Child Welfare: Purposes, Federal Programs, and Funding

The Work of Child Welfare Agencies

Children depend on adults—usually their parents—to protect and support them. The broadest mission of public child welfare agencies is to strengthen families so that children can depend on their parents to provide them with a safe and loving home. More specifically, child welfare agencies aim to prevent abuse or neglect of children in their homes. If this has already happened, the agencies are expected to offer aid, services, or referrals to ensure children do not re-experience maltreatment. For some children, this means placement in foster care.

Foster care is understood to be a temporary living situation. When a child enters care, the first task of the child welfare agency is to provide services to enable the child to safely reunite with family. If that is not possible, then the agency works to find a new permanent adoptive or guardianship family for the child. Youth in care who are neither reunited nor placed with a new permanent family are typically emancipated at their state’s legal age of majority. These youth are said to have aged out of care.

Children Served

During FY2022, public child protection agencies screened allegations of abuse or neglect involving 7.5 million children, and carried out investigations or other child protective services (CPS) responses involving 3.1 million of those children. Among the children receiving services after a CPS response, most (roughly 84%) received them in their own home.

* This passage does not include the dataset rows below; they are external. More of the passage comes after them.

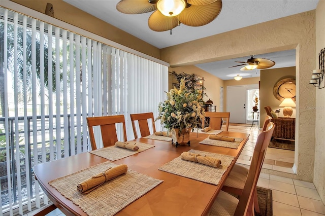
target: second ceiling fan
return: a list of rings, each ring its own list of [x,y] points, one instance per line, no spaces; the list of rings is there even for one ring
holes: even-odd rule
[[[235,61],[235,62],[242,63],[243,64],[233,66],[229,68],[246,65],[240,68],[240,70],[249,70],[255,68],[266,69],[275,64],[275,62],[272,60],[263,58],[254,58],[253,55],[251,56],[250,58],[247,59],[247,61]]]

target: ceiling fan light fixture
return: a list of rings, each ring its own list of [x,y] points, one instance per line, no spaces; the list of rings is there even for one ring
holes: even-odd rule
[[[184,0],[159,0],[157,8],[164,15],[174,17],[180,14],[186,5]]]
[[[246,65],[245,67],[248,70],[253,70],[257,67],[257,66],[258,66],[258,64],[248,64],[248,65]]]
[[[241,77],[239,76],[239,74],[237,75],[237,76],[236,77],[235,77],[234,78],[234,79],[235,79],[236,80],[237,80],[237,81],[240,80],[242,79],[242,78],[243,78],[243,77]]]

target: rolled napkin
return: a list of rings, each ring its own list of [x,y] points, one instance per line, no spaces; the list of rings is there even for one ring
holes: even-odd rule
[[[100,187],[105,182],[127,171],[127,166],[121,164],[114,167],[110,167],[106,171],[93,175],[91,177],[79,183],[77,186],[78,192],[82,194],[87,194]]]
[[[130,150],[134,151],[135,152],[139,150],[139,147],[136,146],[137,142],[123,142],[117,141],[115,142],[115,146],[119,148],[122,148],[123,149],[129,149]]]
[[[202,132],[208,132],[211,129],[211,127],[206,127],[202,130]]]
[[[211,134],[209,135],[209,138],[211,139],[216,139],[218,140],[226,141],[228,142],[235,141],[235,138],[230,137],[227,136],[220,136],[216,134]]]
[[[221,161],[218,158],[188,152],[182,153],[181,154],[181,158],[186,161],[192,161],[216,168],[219,167],[221,165]]]
[[[170,132],[169,133],[167,133],[167,131],[156,131],[154,132],[154,135],[157,136],[167,136],[168,137],[172,137],[172,133]]]

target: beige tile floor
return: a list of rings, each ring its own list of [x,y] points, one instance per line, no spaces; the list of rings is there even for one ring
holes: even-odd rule
[[[249,133],[249,139],[237,160],[249,165],[259,131],[257,126],[229,126],[229,131]],[[263,167],[293,173],[295,152],[268,148]],[[325,205],[311,183],[261,173],[257,186],[272,190],[274,216],[325,215]],[[325,202],[325,200],[324,200]]]
[[[259,132],[256,126],[229,126],[229,131],[249,133],[249,140],[237,162],[249,165],[255,142]],[[286,172],[293,173],[294,152],[268,148],[263,167]],[[281,163],[283,162],[283,163]],[[272,190],[274,216],[321,216],[325,215],[325,205],[312,183],[284,177],[261,173],[257,186]],[[325,200],[324,201],[325,202]],[[56,209],[48,216],[63,216]]]

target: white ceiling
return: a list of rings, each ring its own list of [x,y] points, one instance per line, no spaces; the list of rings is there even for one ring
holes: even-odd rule
[[[314,10],[318,2],[318,0],[222,0],[221,12],[214,21],[200,27],[181,24],[173,29],[171,35],[170,31],[156,32],[149,28],[148,18],[153,12],[129,15],[117,11],[116,5],[119,0],[63,1],[159,49]],[[233,79],[237,74],[243,78],[259,77],[259,70],[247,72],[241,71],[240,66],[229,68],[237,64],[235,61],[246,61],[250,57],[196,66],[224,80]],[[294,50],[257,55],[254,57],[275,61],[272,68],[295,66],[296,62]]]

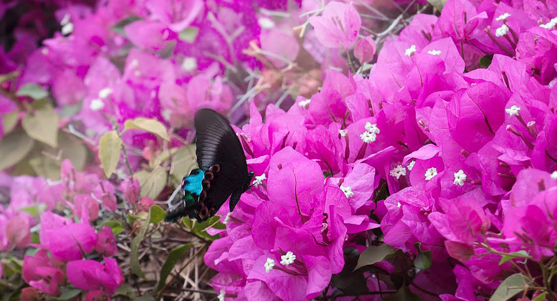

Some children are removed from their homes following an investigation; roughly 187,000 children formally entered foster care during FY2022, the only time in more than 20 years of regularly reported data that the number of entries was less than 200,000. Neglect and/or parental drug abuse are the circumstances most often associated with foster care entry. Among the 369,000 children in foster care on the last day of FY2022, most (83%) lived with families (nonrelative or relative foster family homes and pre-adoptive homes), 9% lived in a congregate setting, 7% were on trial home visits or in supervised independent living, and 1% had run away.

Of the 201,000 children who formally left foster care during FY2022, just over half returned to their parents or went to live informally with a relative (51%), while 38% left care for a new permanent family via adoption or legal guardianship. At the same time, 9% aged out of care, while most of the remainder (1%) were transferred to the care of another agency.

Who Bears Public Responsibility for This Work?

Under the U.S. Constitution, states are considered to bear the primary public responsibility for ensuring the well-being of children and their families. Public child welfare agencies at the state and local levels work with an array of private and public entities—including the courts and social service, health, mental health, education, and law enforcement agencies—to carry out child welfare activities. This work is done consistent with state laws and policies. At the same time the federal government has long provided technical support and funding that is intended to improve state child welfare work. As part of accepting this funding, states must agree to meet certain federal program rules, such as required permanency planning for all children in foster care. Compliance with these child welfare requirements is monitored via federal plan approvals, audits, and reviews.

The Children’s Bureau within the U.S. Department of Health and Human Services (HHS) administers most federal child welfare programs. State-level administration may be housed in the state human services department or at an independent, state-level child and family services agency. Some states have county-administered programs supervised by the state agency.

Child Welfare Spending and Programs

State child welfare agencies spent about $31.4 billion on child welfare purposes during state FY2020, according to a survey by researchers at Child Trends. Most of that spending drew from state and local coffers (51%). Of the remainder, 30% was supplied by federal child welfare programs included in the Social Security Act; 18% was from other federal programs, most of which are not solely child welfare-focused (principally, the Social Services Block Grant and Temporary Assistance for Needy Families); and less than 1% was from offsets and from private and inkind support. For FY2024, about $11.0 billion is provided for federal programs dedicated wholly to child welfare.